Has anybody developed a script to have Bro query the Google Safe Browsing API?


I was actually looking at this yesterday, however, because of the way that Google implements the API, this is non-trivial and would not really be something that I would feel comfortable using the current active http function(s) for. Basically, the API has requirements that you implement their rate limiting at the client level... so under certain conditions, Google could tell you 'Do not query again for another hour' and you're supposed to play along with their request.

Rumor has it that someone is working on the active http module, so, I haven't looked into doing any of that myself. I'd love to take on Safe Browsing integration though. Maybe I'll just look into making Safe Browsing its own full blown plugin? Querying safe-browsing for at least the links that I parse from emails would be extremely desirable from my perspective.

If you want to talk about it, feel free to ping me on IRC, since I'm always logged in during the day anyway, or, we can just keep the discussion on the mailing list so everyone can feel free to chime in.

Hi Stephen,

Does the rate limiting apply to the new "API v3"?

"The Safe Browsing API is an experimental API that enables
applications to download an encrypted table for local, client-side
lookups of URLs that you would like to check. In 2014, we published a
new version (v3) of the Safe Browsing API, which adds features and
efficiency improvements to the previous v2. The Safe Browsing API is
used by several browsers, including Google Chrome and Mozilla Firefox.
You can start using the Safe Browsing API v3 now."

I believe it still does:

For bulk lookups you need to maintain a local copy of the chunks which are
basically black/white lists of hash prefixes of the canonicalised URL
(Bloom filter). This is the same data Chrome/Firefox use for safe browsing.

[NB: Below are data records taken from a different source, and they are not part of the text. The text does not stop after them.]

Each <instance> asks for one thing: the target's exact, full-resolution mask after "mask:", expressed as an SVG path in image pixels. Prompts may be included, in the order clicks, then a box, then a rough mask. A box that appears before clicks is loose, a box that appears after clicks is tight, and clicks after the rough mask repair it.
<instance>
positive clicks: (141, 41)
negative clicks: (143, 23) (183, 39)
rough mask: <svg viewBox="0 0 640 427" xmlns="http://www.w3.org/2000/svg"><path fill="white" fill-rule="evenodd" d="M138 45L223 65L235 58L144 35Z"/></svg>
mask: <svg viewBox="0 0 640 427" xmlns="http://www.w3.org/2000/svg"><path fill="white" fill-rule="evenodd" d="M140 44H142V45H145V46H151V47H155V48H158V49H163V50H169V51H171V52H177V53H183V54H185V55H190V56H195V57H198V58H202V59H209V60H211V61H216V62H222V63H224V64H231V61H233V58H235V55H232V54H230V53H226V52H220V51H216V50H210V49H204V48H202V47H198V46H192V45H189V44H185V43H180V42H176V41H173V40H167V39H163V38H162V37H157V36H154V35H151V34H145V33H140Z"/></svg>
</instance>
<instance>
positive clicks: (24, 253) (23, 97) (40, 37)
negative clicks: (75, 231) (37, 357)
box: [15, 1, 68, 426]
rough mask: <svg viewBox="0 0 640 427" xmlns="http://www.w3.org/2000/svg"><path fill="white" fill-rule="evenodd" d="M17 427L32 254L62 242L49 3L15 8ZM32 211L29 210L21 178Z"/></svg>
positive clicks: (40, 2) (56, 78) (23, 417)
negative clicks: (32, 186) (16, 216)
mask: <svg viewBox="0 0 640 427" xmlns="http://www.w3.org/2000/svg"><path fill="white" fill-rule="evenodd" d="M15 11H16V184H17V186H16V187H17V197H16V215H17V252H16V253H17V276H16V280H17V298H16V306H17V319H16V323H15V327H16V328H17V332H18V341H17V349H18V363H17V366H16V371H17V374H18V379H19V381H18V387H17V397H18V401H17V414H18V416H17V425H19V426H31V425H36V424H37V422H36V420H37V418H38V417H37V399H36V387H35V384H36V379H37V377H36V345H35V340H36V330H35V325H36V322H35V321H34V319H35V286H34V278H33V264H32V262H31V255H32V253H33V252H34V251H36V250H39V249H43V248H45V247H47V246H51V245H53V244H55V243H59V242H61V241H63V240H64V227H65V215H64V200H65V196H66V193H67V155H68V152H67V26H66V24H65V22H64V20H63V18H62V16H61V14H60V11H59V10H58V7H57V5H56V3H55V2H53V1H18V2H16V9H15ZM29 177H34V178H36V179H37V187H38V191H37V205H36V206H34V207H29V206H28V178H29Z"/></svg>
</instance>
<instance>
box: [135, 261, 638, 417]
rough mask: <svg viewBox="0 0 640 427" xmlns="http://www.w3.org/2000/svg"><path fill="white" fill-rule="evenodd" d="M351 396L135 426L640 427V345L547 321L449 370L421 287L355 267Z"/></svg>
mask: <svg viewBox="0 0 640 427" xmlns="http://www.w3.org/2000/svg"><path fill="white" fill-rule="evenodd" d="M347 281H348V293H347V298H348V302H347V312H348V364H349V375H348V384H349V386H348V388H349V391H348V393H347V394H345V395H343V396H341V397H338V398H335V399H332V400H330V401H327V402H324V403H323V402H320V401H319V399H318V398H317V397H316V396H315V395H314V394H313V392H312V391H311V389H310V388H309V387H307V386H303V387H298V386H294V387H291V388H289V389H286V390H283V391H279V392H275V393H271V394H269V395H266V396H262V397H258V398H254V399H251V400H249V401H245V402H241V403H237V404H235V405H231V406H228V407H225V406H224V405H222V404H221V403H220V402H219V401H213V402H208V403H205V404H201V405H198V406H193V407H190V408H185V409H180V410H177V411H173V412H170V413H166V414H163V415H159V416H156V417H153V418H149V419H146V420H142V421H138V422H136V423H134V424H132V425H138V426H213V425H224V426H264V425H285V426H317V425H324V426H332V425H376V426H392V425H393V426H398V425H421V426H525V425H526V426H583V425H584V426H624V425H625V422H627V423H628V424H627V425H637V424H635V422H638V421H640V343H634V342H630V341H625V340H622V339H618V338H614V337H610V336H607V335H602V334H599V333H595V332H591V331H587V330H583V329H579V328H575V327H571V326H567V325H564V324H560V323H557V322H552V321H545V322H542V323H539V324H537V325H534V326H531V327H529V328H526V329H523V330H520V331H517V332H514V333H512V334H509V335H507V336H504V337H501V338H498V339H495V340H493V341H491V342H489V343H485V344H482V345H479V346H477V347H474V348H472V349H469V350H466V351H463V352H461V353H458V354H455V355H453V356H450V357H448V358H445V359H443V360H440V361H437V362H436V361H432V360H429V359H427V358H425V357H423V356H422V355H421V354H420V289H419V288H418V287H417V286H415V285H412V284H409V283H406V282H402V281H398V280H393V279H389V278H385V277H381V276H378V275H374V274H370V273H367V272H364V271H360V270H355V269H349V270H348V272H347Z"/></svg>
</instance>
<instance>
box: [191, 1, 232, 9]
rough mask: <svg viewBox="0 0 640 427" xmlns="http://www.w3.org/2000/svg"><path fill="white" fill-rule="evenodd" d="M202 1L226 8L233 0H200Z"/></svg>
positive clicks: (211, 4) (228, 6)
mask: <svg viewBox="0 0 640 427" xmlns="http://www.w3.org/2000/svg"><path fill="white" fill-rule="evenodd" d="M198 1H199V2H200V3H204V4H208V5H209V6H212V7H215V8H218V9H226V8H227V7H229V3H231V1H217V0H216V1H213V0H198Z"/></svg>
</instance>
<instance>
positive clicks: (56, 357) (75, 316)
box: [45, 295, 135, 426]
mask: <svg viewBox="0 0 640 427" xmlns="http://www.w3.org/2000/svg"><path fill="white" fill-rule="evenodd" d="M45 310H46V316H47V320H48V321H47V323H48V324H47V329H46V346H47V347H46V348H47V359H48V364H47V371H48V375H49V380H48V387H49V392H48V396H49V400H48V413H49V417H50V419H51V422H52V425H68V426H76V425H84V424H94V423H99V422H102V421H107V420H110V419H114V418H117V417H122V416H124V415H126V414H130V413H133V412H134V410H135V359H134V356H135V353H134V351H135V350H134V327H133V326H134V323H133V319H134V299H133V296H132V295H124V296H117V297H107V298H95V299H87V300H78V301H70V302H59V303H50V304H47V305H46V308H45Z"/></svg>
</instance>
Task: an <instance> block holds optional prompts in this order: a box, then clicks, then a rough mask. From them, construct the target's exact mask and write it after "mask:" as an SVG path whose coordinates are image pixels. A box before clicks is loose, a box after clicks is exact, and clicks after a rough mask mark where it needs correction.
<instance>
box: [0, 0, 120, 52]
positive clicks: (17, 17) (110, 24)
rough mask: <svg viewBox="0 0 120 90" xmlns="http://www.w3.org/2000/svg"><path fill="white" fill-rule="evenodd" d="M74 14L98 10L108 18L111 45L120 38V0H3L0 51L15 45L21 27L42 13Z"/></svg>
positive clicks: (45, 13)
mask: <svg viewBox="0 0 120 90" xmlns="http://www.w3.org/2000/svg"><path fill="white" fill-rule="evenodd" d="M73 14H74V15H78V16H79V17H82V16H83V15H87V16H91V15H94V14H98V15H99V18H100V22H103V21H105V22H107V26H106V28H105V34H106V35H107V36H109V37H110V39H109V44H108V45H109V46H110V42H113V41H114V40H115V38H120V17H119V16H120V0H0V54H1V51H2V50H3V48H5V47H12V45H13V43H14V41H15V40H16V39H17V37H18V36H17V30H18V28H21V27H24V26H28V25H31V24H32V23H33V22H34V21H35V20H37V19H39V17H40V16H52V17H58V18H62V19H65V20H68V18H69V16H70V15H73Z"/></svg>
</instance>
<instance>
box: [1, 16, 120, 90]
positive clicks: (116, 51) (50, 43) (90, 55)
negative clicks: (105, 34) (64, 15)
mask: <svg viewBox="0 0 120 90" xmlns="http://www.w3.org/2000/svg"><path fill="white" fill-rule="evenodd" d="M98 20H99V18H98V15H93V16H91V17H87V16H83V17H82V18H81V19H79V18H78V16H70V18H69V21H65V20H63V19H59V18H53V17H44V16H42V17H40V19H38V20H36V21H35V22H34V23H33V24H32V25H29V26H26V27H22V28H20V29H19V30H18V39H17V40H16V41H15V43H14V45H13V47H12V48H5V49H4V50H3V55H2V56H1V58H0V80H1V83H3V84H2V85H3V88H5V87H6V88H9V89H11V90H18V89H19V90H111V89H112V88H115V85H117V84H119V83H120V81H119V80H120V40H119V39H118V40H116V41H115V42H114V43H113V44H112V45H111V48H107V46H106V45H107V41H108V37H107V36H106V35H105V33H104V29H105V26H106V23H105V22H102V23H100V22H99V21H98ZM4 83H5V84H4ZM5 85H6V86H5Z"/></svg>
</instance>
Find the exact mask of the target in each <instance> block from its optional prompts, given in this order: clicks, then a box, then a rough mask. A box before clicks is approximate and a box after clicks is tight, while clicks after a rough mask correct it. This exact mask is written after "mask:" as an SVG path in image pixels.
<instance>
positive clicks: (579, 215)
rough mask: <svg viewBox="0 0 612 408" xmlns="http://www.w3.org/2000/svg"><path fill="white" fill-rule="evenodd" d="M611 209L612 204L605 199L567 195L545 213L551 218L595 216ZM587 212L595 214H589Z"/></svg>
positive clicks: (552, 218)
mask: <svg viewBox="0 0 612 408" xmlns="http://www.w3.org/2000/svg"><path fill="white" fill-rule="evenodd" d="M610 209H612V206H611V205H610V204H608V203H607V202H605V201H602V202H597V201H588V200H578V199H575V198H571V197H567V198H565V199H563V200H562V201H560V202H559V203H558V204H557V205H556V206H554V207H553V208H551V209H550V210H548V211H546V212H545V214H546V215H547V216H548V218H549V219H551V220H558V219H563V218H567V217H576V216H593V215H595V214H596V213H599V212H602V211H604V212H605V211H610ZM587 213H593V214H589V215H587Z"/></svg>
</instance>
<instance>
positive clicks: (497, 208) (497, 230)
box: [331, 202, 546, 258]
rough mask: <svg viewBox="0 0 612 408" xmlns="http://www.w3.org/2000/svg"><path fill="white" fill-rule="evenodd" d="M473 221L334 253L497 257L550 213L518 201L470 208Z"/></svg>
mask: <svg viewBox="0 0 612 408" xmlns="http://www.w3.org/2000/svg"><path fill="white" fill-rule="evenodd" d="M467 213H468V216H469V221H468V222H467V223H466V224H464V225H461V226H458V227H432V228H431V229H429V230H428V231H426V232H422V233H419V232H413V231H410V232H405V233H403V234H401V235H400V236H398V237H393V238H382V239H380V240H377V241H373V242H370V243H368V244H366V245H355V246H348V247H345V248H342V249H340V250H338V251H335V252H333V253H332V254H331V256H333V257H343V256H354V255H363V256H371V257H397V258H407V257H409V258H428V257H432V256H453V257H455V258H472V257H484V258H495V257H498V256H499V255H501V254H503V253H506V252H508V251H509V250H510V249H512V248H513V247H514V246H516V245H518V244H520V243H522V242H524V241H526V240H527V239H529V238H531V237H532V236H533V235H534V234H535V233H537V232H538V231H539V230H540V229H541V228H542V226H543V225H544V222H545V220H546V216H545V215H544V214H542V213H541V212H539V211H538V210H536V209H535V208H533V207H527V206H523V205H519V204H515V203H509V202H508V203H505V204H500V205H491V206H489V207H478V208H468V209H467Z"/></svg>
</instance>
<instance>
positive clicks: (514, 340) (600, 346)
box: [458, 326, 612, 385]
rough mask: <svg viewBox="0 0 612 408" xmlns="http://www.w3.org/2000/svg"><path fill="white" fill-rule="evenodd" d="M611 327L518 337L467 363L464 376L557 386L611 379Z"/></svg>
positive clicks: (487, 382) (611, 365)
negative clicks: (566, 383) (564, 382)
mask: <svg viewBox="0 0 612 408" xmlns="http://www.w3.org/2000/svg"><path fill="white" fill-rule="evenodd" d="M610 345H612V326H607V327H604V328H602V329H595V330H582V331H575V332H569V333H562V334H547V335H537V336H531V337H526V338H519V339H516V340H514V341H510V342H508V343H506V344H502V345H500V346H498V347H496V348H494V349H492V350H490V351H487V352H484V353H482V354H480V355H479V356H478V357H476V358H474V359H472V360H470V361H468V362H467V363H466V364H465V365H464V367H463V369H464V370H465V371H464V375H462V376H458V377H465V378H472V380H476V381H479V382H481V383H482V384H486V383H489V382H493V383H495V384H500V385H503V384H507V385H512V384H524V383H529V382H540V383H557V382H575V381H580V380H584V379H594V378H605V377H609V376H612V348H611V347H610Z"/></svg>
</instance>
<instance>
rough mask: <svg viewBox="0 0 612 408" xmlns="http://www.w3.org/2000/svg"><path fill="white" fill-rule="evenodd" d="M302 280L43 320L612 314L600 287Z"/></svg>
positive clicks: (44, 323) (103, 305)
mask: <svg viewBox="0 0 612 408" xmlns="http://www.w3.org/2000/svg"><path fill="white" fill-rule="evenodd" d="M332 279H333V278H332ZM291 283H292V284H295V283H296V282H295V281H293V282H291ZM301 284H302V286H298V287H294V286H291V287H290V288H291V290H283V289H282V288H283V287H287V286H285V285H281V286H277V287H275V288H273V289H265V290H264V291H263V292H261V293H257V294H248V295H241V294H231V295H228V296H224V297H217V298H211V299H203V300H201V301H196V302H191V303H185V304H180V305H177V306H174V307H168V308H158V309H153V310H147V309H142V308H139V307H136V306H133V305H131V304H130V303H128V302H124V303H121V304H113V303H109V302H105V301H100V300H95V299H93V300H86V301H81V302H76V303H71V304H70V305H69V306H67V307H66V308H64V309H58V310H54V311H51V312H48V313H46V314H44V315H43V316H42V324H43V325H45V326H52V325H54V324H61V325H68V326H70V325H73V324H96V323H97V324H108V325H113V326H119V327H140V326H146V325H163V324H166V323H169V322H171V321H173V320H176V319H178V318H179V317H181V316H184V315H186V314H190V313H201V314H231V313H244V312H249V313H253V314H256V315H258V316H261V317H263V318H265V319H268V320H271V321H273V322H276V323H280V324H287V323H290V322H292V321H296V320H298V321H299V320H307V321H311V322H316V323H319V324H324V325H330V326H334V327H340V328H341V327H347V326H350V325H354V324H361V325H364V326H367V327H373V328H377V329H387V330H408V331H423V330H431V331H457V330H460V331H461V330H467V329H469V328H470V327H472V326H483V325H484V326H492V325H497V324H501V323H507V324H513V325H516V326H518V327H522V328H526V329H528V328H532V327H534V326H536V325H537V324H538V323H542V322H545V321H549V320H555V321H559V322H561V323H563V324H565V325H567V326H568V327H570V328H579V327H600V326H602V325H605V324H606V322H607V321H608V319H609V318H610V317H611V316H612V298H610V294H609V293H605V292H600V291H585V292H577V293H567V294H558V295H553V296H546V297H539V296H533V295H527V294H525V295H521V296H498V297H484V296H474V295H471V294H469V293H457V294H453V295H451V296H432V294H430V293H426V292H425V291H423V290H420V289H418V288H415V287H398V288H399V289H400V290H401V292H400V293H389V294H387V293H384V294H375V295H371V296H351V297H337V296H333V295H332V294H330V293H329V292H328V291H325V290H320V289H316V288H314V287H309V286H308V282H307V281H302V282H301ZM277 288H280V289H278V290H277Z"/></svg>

There is a reference implementation available which maintains a local
copy. Then your script just needs to hash the URL (or one of a number of
different permutations) and check the prefix if it is present in both
lists. If it is present in the blacklist then followup with a query to
Google for the full hash and compare.

I wrote some shoddy code a while ago against v2 of this spec to maintain a
local copy of the partial hashes within postgres.


Yes, see:

Essentially the issue is that there needs to be a piece between Bro and the
API, which is handling downloading/updating the prefixsets, and ensuring
that the request frequency is observed. It'd be interesting, but Bro
integration with v3 is a difficult task.


Yeah, I agree. Google has been moving the service toward needing more frequent touches with them to get an accurate picture of matches against their list. This works perfectly fine for desktops that might see a maximum of 1000 URLs being requested per hour or something, but on a Bro cluster, there could be thousands per second.

I had an implementation of the v1 of that API running with Bro years ago, but even that didn’t work well enough that I could ever distribute it.